Für viele in Deutschland gilt der Seenotretter Claus-Peter Reisch als Held, für die maltesische Justiz ist er ein Straftäter: Der Kapitän eines Rettungsschiffes der Dresdner Hilfsorganisation Mission Lifeline ist auf Malta zu einer Geldstrafe verurteilt worden. Reisch müsse 10.000 Euro Strafe zahlen, die an lokale Hilfsorganisationen für Flüchtlinge und Menschen in Armut weitergegeben werden, wie die maltesische Nachrichtenseite „Independent“ meldet.

Claus-Peter Reisch, Kapitän des zivilen Seenotrettungsschiffs "Lifeline"

DPA

Claus-Peter Reisch, Kapitän des zivilen Seenotrettungsschiffs „Lifeline“

Der Kapitän aus dem bayerischen Landsberg am Lech hatte im Juni 2018 mit dem Schiff „Lifeline“ mehr als 230 Migranten vor der libyschen Küste aus dem Mittelmeer gerettet.

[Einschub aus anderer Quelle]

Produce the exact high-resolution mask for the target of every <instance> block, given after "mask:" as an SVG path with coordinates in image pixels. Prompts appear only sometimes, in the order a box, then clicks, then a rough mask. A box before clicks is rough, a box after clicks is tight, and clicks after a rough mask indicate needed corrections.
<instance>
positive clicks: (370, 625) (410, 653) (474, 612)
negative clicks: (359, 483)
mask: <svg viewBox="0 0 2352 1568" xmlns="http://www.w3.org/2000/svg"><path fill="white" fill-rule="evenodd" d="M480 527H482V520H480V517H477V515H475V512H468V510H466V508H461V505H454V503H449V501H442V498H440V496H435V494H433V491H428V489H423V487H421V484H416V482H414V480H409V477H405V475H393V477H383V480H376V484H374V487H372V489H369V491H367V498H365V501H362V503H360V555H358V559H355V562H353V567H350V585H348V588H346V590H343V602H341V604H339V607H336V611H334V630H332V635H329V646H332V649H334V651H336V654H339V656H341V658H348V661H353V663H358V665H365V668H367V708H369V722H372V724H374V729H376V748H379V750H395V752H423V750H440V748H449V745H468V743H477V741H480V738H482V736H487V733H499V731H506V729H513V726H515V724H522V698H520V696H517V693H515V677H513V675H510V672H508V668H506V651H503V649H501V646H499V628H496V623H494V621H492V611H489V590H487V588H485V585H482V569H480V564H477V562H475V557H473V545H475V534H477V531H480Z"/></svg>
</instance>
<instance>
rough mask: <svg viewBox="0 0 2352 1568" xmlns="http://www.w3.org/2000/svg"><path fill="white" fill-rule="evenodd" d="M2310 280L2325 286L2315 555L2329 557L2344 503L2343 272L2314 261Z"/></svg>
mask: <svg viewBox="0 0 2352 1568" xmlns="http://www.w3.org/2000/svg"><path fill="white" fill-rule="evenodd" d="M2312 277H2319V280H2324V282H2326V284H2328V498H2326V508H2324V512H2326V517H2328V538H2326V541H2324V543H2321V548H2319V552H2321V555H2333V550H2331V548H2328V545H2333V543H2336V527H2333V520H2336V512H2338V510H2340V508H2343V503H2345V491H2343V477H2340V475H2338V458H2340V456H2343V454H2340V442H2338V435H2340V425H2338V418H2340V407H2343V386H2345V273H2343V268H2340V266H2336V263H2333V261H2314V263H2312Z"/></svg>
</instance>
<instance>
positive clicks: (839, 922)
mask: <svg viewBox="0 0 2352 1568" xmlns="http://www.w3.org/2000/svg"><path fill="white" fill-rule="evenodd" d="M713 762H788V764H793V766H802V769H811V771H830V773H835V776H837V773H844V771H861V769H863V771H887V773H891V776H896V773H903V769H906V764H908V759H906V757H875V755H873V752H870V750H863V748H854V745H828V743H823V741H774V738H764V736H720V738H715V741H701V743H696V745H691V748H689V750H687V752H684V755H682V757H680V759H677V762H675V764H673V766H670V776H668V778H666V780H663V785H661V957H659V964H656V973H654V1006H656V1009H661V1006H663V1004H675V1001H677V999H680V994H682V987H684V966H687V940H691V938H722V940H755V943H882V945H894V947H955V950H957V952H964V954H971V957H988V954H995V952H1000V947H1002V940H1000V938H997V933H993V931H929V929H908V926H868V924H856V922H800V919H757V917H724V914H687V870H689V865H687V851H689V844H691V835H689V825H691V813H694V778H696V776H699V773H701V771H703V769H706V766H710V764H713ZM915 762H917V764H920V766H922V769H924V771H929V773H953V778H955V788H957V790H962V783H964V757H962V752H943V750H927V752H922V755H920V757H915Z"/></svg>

Das Gericht in Valletta erklärte nun, dass er ein nicht ordnungsgemäß registriertes Boot in maltesische Gewässer gesteuert habe.

Ein Sprecher von Mission Lifeline kündigte Berufung an, weil Reisch unschuldig sei, das Urteil sei „hanebüchen“, weil klar sei, „dass das ein politisches Urteil ist, es hat nichts mit Recht zu tun“.

Nach der Rettung war das Schiff, das unter niederländischer Flagge fuhr, tagelang auf hoher See blockiert worden. Es durfte erst in Malta anlegen, nachdem mehrere EU-Staaten zugesagt hatten, die Flüchtlinge aufzunehmen.

Private Seenotretter vermuten hinter den juristischen Ermittlungen eine europaweite politische Kampagne, um die Bergung von Migranten aus Seenot zu erschweren und die privaten Rettungseinsätze zu kriminalisieren.

IOM: Mehr als 300 Tote in 2019

Seit dem Amtsantritt der populistischen Regierung in Italien vor einem Jahr sind die Häfen dort für private Retter weitestgehend geschlossen. Auch Malta weigerte sich mehrmals, Migranten von NGO-Schiffen aufzunehmen und verlangt eine gerechte Verteilung der Menschen auf alle EU-Staaten.

Seit Beginn des Jahres kamen laut der Uno-Migrationsorganisation IMO auf der zentralen Mittelmeerroute in Richtung Italien und Malta mehr als 300 Menschen ums Leben.